Somewhere along the way, the topics at such Islamic events started to meld together; certain stories, hadiths and Qur’anic verses were so often quoted that the impact they had on me were gradually dulled. I couldn’t help but find myself yearning for something more deeper and meaningful. As well, I had become keenly attuned (and later, excruciatingly bored) with the jokes and attention-grabbing tactics that many, if not most, of the speakers employed in order to gage the audience.
I soon realized that I had stumbled upon a spiritual plateau. This realization was marked by the reality that despite the numerous Islamic gatherings that I had attended, I had barely changed. Sure, my mental bank of basic Islamic knowledge had grown, but when I was honest with myself, I had to admit that very little of that knowledge had actually translated into practical action on my part.
Upon realizing this, I felt consumed by guilt. Was I a hypocrite? After attending so many Islamic gatherings – to the point where things sounded the same – why was I still battling with the same demons? Why did I commit the same sins? Why did my books and notes end up lost or collecting dust somewhere?
And then it hit me: I had come across a spiritual blockage which, at some point, led to a pause in practical learning and instead, a sophisticated and glamorized means of information collecting. That is, a library of profound ahadith, ayat, or stories that made me feel good but would eventually be stored in the back of my mind, rarely to be accessed again.
I began to realize that where at one point these events served as beneficial reminders for me, they now began to fill a spiritual void; one where I was falsely – and temporarily – left feeling good about attending the event for the sake of doing so, and not necessarily for the sake of leaving a better person.

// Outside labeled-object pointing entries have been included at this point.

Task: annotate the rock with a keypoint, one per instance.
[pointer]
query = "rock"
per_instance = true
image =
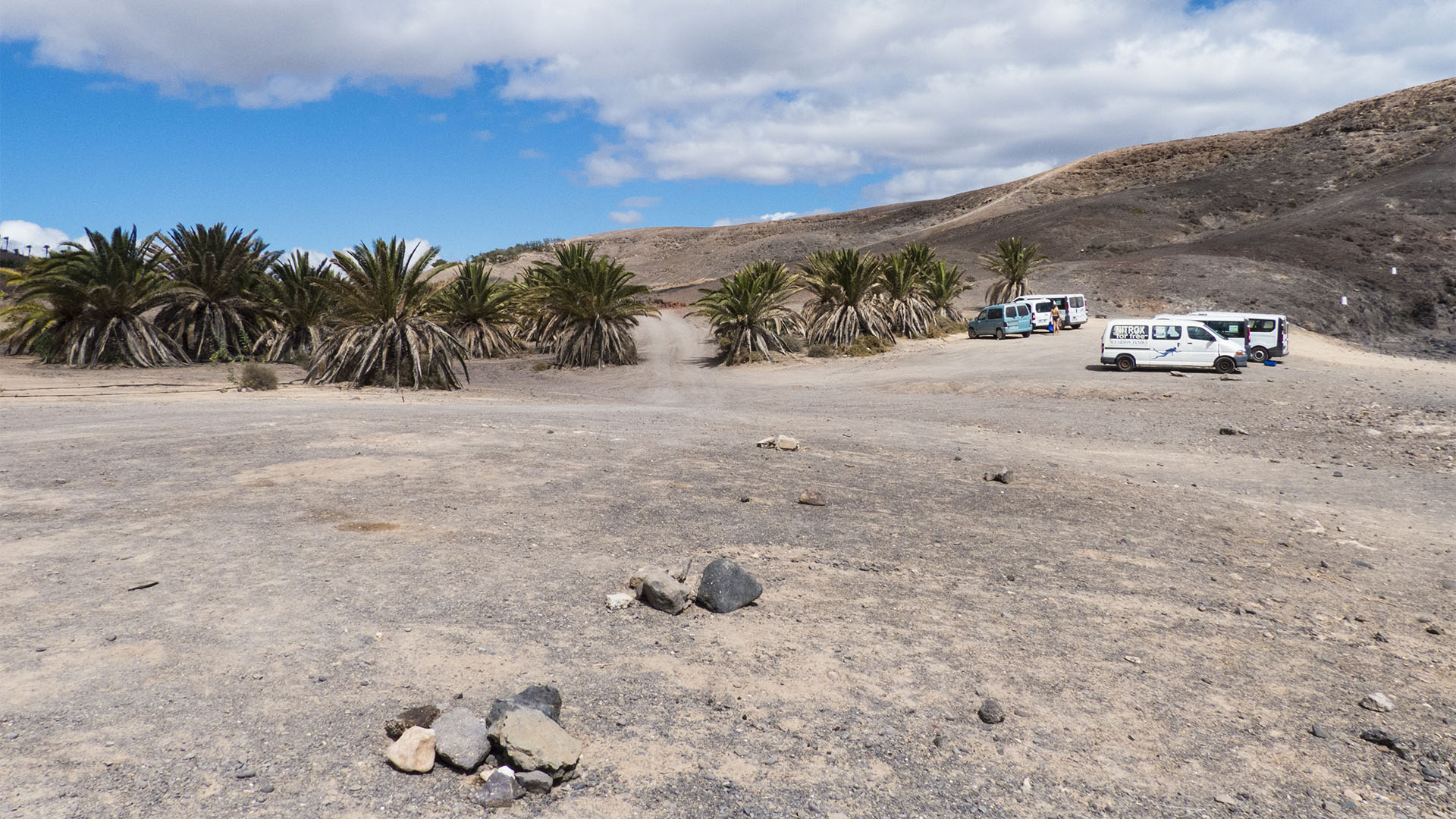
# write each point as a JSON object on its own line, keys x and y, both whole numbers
{"x": 1376, "y": 703}
{"x": 545, "y": 698}
{"x": 462, "y": 739}
{"x": 414, "y": 752}
{"x": 498, "y": 790}
{"x": 535, "y": 781}
{"x": 682, "y": 569}
{"x": 992, "y": 711}
{"x": 535, "y": 742}
{"x": 657, "y": 589}
{"x": 422, "y": 716}
{"x": 727, "y": 586}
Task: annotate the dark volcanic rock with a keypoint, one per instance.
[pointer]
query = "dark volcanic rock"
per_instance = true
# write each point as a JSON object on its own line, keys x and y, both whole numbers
{"x": 727, "y": 586}
{"x": 422, "y": 716}
{"x": 544, "y": 698}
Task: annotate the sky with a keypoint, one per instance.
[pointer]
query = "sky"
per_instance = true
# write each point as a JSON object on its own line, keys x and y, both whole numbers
{"x": 476, "y": 124}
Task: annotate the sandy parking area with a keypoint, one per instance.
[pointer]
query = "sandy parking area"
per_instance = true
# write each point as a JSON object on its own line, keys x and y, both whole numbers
{"x": 1164, "y": 611}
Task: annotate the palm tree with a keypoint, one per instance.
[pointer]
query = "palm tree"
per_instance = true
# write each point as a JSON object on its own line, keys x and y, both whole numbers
{"x": 943, "y": 287}
{"x": 1012, "y": 262}
{"x": 218, "y": 309}
{"x": 587, "y": 308}
{"x": 384, "y": 333}
{"x": 89, "y": 306}
{"x": 748, "y": 314}
{"x": 906, "y": 306}
{"x": 479, "y": 312}
{"x": 846, "y": 302}
{"x": 300, "y": 305}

For so long, I couldn’t quite put my finger on the anxiety I began to feel once I noticed how bored and uninspired many of the events I attended left me feeling. It was only through intense research at the time, and my current training as a psychotherapist that I have even came across a way of defining my experience as such: spiritual bypassing.
In a fantastic piece on Psychology Today, Dr. Ingrid Mathieu says about the issue:
“We’ve gotten progressively more skillful in our methods: turning away from drugs or alcohol to alter our consciousness and turning towards things like self-help books, meditation, yoga, prayer, and special diets. In some ways, we are now spiritually distracting ourselves from our feelings, thinking that we are walking a healthy spiritual path.
This experience is called spiritual bypass. Spiritual bypass is a defense mechanism. Although the defense looks a lot prettier than other defenses, it serves the same purpose. Spiritual bypass shields us from the truth, it disconnects us from our feelings, and helps us avoid the big picture. It is more about checking out than checking in—and the difference is so subtle that we usually don’t even know we are doing it.”
How many of us have yet to recognize the ways in which we have been using spiritual bypassing as a defence against our deeper emotions and issues?
Once I became aware of this concept, I intentionally increased in awareness; I made sure that I attended events and circles that were relative to my spiritual journey and that genuinely interested me. As well, I began to shed the position of the passive event-goer and instead, assumed a role of critical thinking and engagement (something that, unfortunately, sometimes got me in a little trouble). What I found shocked me and helped me lift some of the self-blame and shame that I felt towards my spiritual plateau.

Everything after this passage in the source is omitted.